Eastman Kodak Co. burned through more than $763 million in cash in 2011—an amount that underscores its need to file for bankruptcy protection on Jan. 19.

The company finished the year with $861 million in cash, down from $1.6 billion a year earlier, a new filing with the U.S. Securities and Exchange Commission shows.

A big hit for Kodak came on the intellectual property front where revenues from non-recurring IP licensing agreements plunged. The agreements contributed just $82 million in 2011, down from $838 million in 2010 and $435 million in 2009, the SEC filing states.

Chairman and CEO Antonio Perez in November said the company expected to finish the year with $1.3 billion to $1.4 billion in cash. Kodak on Sept. 30 had $862 million in cash—meaning the company generated no additional cash in the final three months, its key quarter in terms of both revenues and profit.

Hitting the full-year cash forecast depended on Kodak executing its operational plans and assumed full-year sales of non-strategic assets totaling some $200 million and IP licensing transactions of $250 million to $350 million, Perez said in November.

Much of Kodak’s cash is outside of the United States, the SEC filings shows. On Dec. 31, some $170 million in cash was held in the United States. That compares with $580 million a year earlier. The company reported roughly $320 million in cash was repatriated, or loaned, from foreign subsidiaries to the United States during 2011. Some $340 million of the cash is held in China, however, where there are limitations related to net asset balances that affect the ability to make cash available to other jurisdictions around the globe, the company said.

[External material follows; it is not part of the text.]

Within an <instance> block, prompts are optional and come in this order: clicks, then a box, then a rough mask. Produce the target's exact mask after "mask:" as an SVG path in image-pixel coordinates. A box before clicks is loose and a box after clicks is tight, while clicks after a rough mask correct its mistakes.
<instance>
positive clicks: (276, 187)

Kodak is likely to continue to face liquidity challenges until it is successful in selling its digital imaging patent portfolio. Estimates the portfolio’s value exceed $2 billion.

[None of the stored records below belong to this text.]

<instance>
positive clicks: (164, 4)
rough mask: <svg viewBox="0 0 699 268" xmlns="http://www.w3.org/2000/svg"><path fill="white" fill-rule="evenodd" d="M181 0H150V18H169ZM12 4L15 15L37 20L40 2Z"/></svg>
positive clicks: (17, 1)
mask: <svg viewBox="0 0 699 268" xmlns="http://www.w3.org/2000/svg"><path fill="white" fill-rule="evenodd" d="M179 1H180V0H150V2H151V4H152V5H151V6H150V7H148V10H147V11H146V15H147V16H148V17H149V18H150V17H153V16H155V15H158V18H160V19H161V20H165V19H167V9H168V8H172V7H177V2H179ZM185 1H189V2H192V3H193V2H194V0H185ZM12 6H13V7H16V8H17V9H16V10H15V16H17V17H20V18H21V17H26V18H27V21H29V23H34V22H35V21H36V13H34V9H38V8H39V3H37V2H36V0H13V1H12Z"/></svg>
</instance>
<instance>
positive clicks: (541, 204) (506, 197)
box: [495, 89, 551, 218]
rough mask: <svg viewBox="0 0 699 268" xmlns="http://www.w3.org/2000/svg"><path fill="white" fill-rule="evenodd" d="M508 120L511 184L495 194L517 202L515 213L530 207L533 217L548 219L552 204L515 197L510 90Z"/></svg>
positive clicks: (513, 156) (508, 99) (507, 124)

Standard & Poor’s Rating Services last month noted Kodak has relied on significant proceeds from licensing IP and the sale of non-core assets to fund its transformation into a digital technology company. That cash source, however, shrank dramatically in 2011 and legal ruling on the validity of key patents remains unsettled, it added.

Debtor-in-possession financing provides Kodak with interim liquidity relief, but the factors that drove Kodak into bankruptcy remain, the ratings services said. “Absent a large monetary settlement of its digital patents, we believe that there are risks surrounding Kodak’s liquidity and ability to meet its covenants.”

Ultimately, however, Standard & Poor’s expects proceeds from IP deals to help address Kodak’s liquidity needs.

In its SEC filing late Wednesday, Kodak reported a full-year net loss of $764 million, or $2.84 a share, compared with a loss of $687 million, or $2.56 a share, in 2010. Net sales totaled $6.02 million, down 16 percent from $7.17 billion the year before.